Mr. Abernathy had made her sit after that, given her a glass that she nearly dropped her hands were shaking so badly.

"Nothing's going to happen to you," he told her, taking her face between his hands. "Understand? I'm taking care of it."

There had been such certainty in his eyes, so much conviction in what he was saying, that Madge wanted to believe him.

He would protect her. He wasn't going to let anything bad happen to her…

"How?" She whispered. If he had some special gift, some way to save her, she wanted to know.

"Don't worry about it."

The fragile hope that he had some power crumbled when she'd had to go out on the stage and watch the falls of each of her fellow Tributes. If he'd had any sway at all, she wouldn't have been there. Not on the stage, not in the Games.

She'd shouted at him when they'd gotten back to the apartment, thrown her shoes and dropped down into a shuddering mess.

He'd stood in the door, watched her warily for several long minutes before speaking.

"It's part of the game, Pearl." She heard him softly walk across the room and drop down onto her bed with a groan. "You have to play, no choice in that, but we can chose how we move, understand?"

She hadn't at the time, too tightly wrapped up with fear and fatigue to appreciate what he was trying to tell her.

Now, as he stands in front of her, digging in his pockets and fishing something out for her, she understands.

He knows the rules to this game, he's been playing it for almost a quarter century after all, he's bound to have picked up the finer points of it by now.

Participation isn't optional, there's no backing away from the game, but they're still in control of the moves they make, where they place their pieces, no matter how weak their status may be.

After a few seconds he pulls something small and golden from his pocket, her pin.

"They brought it to me when they pulled you out." He starts to pin it to her top, but seems to think better of it and takes her hand, presses it into palm.

Madge turns it over in her hand.
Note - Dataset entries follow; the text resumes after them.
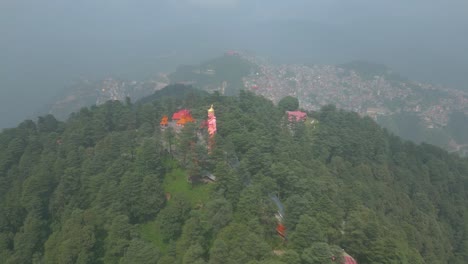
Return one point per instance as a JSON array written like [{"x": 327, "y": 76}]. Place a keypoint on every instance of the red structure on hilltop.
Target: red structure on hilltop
[
  {"x": 296, "y": 115},
  {"x": 211, "y": 128},
  {"x": 182, "y": 116}
]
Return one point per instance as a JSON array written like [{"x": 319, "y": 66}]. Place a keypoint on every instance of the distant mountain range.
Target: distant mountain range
[{"x": 413, "y": 110}]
They'd cleaned it, shined it, just as they'd done to Madge. There isn't so much as a scratch or sign of dust on it, only Mr. Abernathy's clumsy fingerprints.

She pins it to her dress, straightens it, then looks back up.
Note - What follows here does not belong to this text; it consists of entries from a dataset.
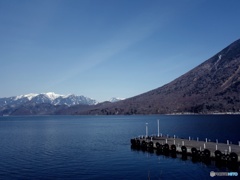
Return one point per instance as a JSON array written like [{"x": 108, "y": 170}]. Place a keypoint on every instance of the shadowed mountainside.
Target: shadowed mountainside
[{"x": 211, "y": 87}]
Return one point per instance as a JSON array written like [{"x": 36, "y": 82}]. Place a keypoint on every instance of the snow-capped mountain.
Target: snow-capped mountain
[
  {"x": 115, "y": 99},
  {"x": 50, "y": 97}
]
He takes her face in his hands and presses a kiss to her forehead, a little scratchy, he's either been too preoccupied to shave or has given it back up for the return home; she isn't sure.

"Be brave, Pearl."

When the train starts to slow, the scenery's blurred edges begin to smooth, they leave her room, go to the exit and wait.

Mr. Abernathy gives her another once over, smoothes her hair and tells her to adjust her top, as a band starts to play and the sun cuts into the narrow windows on the doors, bouncing off the dust hanging in the air.

When the doors start to open, Madge fixes a smile on her lips, widens her eyes and lifts her chin.

The game is still being played, with its mysterious rules and uncertain ends, and she can't afford a misstep.

She isn't the Mayor's daughter anymore.

She's a Victor.

#######

AN: And that's all, thanks to everyone for reading. This story is wrapped up, for now at least. Once I finish up the 'in Thirteen' story I plan on following up this story. It's planned out, but it's going to take some time to write. Again, thanks for all the support y'all.